Do You like book The Burglar Who Painted Like Mondrian (2005)?
I'll admit, while I'd enjoyed the last couple of Burglar books, they didn't have the zip of the first two. The Burglar Who Painted Like Mondrian cured that whipfast.Block is, in my experience, fantastic. I'm more of a Scudder guy, but the Bernie series is fun for a light read. This entry may have the best dialogue of any of the books I've read of Block's, Scudders included. Sharp, fast, characters whipsawing barbs to and fro--there are several scenes, as a reader, where I felt in the presence of a master artist, kind of like some of the painters mentioned in the narrative. Block sizzles this book through your eyeballs. It is simply so much fun. The characters aren't all that new, but if you've read to this point in the series, you're comfortable with them in a way that lends history and stays out of the way as the lines fly like throwing stars. Block weaves enough freshness into both the new and the familiar cast that it's a joy to experience. The only place Mondrian fell flat for me was the last couple of chapters. Block has a way of letting Bernie tell us he's doing things, but hiding his actual machinations until it's time for the big reveal. That's okay, I suppose, but he combined this with a trope he's used at least once too often in this series, which made the last bit of the novel a confusing three-card Monte of a finish that left me frustrated and disoriented. It's too bad because everything up to the finish was so well done that it seemed a magic trick of its own. Despite the ending, I'm refreshed and ready for more Bernie. Block is an admirable talent that just keeps giving and giving.Recommended for all fans of fun reads and any mystery fan who can put up with a blurred solution.
—Matt Allen
Little by little, I'm chipping away at this series featuring New York bookstore owner and occasional burglar Bernie Rhodenbarr - and every one has been a treat. The ending of this one, the fifth, I believe, had my head in a bit of a spin trying to keep all the lines in the Mondrian paintings straight (pun intended), but it was one of the most enjoyable so far.Bernie is approached by a wealthy gentlemen who wants an appraisal of the old books in the library of his swanky apartment.
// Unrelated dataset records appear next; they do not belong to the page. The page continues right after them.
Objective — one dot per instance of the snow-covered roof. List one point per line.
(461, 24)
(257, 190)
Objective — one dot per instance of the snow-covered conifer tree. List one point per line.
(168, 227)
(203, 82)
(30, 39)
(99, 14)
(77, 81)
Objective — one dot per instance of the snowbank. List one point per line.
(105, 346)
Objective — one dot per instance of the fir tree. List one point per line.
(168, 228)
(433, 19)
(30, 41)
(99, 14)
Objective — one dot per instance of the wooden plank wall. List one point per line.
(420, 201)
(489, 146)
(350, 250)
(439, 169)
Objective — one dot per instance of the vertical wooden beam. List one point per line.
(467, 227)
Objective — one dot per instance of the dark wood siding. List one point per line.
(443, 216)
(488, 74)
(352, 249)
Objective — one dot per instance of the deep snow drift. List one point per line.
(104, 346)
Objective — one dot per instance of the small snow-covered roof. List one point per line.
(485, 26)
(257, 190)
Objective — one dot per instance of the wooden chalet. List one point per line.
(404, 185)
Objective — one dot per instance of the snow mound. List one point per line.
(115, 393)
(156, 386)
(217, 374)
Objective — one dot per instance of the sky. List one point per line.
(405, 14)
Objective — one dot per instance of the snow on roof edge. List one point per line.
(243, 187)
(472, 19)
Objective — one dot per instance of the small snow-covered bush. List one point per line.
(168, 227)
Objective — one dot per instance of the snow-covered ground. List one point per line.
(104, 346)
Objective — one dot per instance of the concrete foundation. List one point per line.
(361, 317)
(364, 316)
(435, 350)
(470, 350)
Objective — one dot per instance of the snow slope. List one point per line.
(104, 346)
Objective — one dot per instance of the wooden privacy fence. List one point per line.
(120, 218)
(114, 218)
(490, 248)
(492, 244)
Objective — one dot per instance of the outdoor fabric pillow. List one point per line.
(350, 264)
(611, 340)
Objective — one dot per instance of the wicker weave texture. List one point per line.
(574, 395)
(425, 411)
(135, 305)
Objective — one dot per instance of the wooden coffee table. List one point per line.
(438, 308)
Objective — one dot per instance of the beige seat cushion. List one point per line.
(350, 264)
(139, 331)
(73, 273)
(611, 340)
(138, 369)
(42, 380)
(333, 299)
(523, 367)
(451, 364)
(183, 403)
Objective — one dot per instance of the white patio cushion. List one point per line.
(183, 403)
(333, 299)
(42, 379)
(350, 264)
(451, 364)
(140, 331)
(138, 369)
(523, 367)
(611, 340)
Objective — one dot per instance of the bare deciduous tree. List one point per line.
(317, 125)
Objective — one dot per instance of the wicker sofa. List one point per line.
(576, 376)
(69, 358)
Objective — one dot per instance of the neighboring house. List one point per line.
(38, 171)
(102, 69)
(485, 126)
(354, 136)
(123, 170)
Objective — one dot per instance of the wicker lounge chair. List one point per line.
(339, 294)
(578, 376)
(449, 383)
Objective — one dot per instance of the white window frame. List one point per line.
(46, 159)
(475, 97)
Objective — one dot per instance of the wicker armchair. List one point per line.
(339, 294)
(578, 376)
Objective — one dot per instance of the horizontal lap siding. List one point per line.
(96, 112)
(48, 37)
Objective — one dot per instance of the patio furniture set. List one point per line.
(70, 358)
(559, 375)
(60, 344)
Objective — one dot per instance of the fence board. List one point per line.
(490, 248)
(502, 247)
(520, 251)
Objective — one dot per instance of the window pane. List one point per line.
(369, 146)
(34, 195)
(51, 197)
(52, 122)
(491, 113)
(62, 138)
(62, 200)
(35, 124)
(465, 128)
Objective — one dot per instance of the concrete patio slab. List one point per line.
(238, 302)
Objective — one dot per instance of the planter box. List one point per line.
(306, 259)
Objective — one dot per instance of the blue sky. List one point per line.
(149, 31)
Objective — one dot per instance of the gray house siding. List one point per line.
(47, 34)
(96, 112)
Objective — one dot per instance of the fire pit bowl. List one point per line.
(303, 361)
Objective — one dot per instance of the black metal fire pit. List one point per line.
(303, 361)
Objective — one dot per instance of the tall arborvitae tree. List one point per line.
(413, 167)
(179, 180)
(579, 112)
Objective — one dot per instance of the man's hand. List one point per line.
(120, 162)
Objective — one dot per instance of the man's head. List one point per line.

While he's there, Bernie notices a Mondrian painting on the wall. As is customary in these books, at least one person ends up dead (in this case, the wealthy gentleman) and the painting is missing, and because Bernie's fingerprints are all over the man's apartment - legitimately - Bernie gets accused of the murder. Complicating matters is that Bernie's friend and sometime burglaring cohort Carolyn becomes a victim herself; one of her two beloved kitties is catnapped, and the ransom is a Mondrian painting that's hanging in a local museum. Coincidence? I think not.
—Monnie
The fifth Burglar book is, as we've come to expect from Block, an absolute pleasure to read from start to finish. The series is very much a by the numbers affair with your basic plot reused from one book to the next - namely the burglar must prove that he didn't murder somebody whilst keeping the fact that he was stealing something very valuable out of the equation - but it's all of the surrounding detail that our supreme storyteller adds to things that make it the delight that it is. Bernie is a charming rogue, full of witty repartee and useless information trotted out to demonstrate Block's love of research in to a particular field - in this instance primarily the work of the artists in the De Stijl movement - whilst he manages to draw a handful of interesting and deftly painted characters in to his orbit, several of whom reappear from book to book almost as frequently as Bernie himself, whilst some even manage to resist framing him, hiring him or sleeping with him. In true whodunnit style we are once more treated to the roundup as Bernie reveals which of the major players did the deed (although I'm unsure whether Poirot would have planted evidence, with the help of Japp, in order to draw a confession) and in true Block in Burglar Bernie mode half of the suspects haven't even been featured in the novel to this point. I love the arrogant, tongue in cheek nature of such a move, it's thoroughly in keeping with the tone of the book and the attitude of his protagonist to casually deconstruct genre expectations.